Deuxièmement, je recommande que la planification inclue une stratégie de transition large et équitable dont les mesures législatives ne constituent qu'une partie. Des mesures complémentaires devront être prises également. Je pense notamment à l'adoption de politiques industrielles vertes, à la planification du marché du travail et au renforcement de la protection sociale.
Troisièmement, il est important de nommer les choses telles qu'elles sont lorsqu'on parle de la transition: il s'agit de la transition d'une économie fondée sur les combustibles fossiles vers une économie fondée sur les énergies propres. Pour saisir l'ampleur et les répercussions de cette transition et pour mettre en œuvre des programmes et des mesures de soutien efficaces, nous devons bien comprendre quelles sont les industries dont les perspectives d'emploi sont en déclin et quelles sont celles qui stimuleront la croissance de l'emploi dans l'avenir.
À cette fin, il est essentiel que le gouvernement donne suite à son engagement d'élaborer des scénarios énergétiques fondés sur un monde dans lequel le réchauffement planétaire est limité à 1,5 °C. Ces scénarios seront très importants dans l'établissement d'une compréhension commune de notre objectif final — notre orientation — et fourniront également l'analyse nécessaire pouvant aider au travail de planification.
Enfin, pour ce qui est du financement de la transition équitable, il faut adopter une approche proactive. Le financement doit être flexible et coordonné à l'échelle nationale et soutenir la prise de décisions à l'échelle locale. De plus, il doit être suffisamment important pour que nous puissions relever l'immense défi qui nous attend. Les processus de financement doivent respecter les droits et l'autorité des Autochtones, et ils doivent être définis selon le processus tripartie élargi, dans lequel toutes les parties concernées collaborent pour établir les priorités relatives au financement et définir les besoins de financement.

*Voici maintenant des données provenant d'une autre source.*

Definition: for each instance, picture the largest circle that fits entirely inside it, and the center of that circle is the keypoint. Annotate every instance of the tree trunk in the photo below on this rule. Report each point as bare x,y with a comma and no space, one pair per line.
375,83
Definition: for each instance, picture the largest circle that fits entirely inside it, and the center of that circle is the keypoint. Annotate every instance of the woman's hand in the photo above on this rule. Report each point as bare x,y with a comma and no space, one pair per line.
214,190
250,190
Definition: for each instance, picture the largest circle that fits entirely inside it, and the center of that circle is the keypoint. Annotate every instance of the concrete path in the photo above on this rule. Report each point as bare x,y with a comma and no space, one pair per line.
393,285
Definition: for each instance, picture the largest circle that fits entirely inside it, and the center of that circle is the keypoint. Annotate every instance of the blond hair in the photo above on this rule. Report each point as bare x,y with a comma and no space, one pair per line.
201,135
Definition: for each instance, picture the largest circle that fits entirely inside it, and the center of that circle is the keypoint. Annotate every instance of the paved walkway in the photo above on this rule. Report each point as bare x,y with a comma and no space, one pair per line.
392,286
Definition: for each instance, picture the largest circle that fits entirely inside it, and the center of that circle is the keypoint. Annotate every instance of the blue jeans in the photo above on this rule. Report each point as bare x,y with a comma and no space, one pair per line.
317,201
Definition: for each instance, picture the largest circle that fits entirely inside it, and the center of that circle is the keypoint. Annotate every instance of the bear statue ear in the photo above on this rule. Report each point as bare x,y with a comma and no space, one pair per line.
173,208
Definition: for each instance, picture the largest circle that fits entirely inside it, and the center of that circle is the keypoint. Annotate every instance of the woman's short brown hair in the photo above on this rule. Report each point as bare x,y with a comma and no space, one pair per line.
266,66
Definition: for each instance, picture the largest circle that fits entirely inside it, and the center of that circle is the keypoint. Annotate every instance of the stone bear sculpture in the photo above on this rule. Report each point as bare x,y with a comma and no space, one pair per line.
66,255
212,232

Un financement public substantiel sera nécessaire, mais en même temps, le gouvernement fédéral doit s'assurer que le secteur privé participe au financement d'une transition vers une économie à faibles émissions de carbone.
Il doit également s'assurer que les entreprises rendent des comptes et que le principe du pollueur-payeur est respecté, tout en réduisant au minimum la responsabilité financière publique.
En conclusion, nous avons également quelques recommandations sur ce que devraient contenir des mesures législatives pour une transition équitable. J'y reviendrai pendant la partie de la réunion qui est consacrée aux questions, si des membres du Comité le souhaitent.
Merci.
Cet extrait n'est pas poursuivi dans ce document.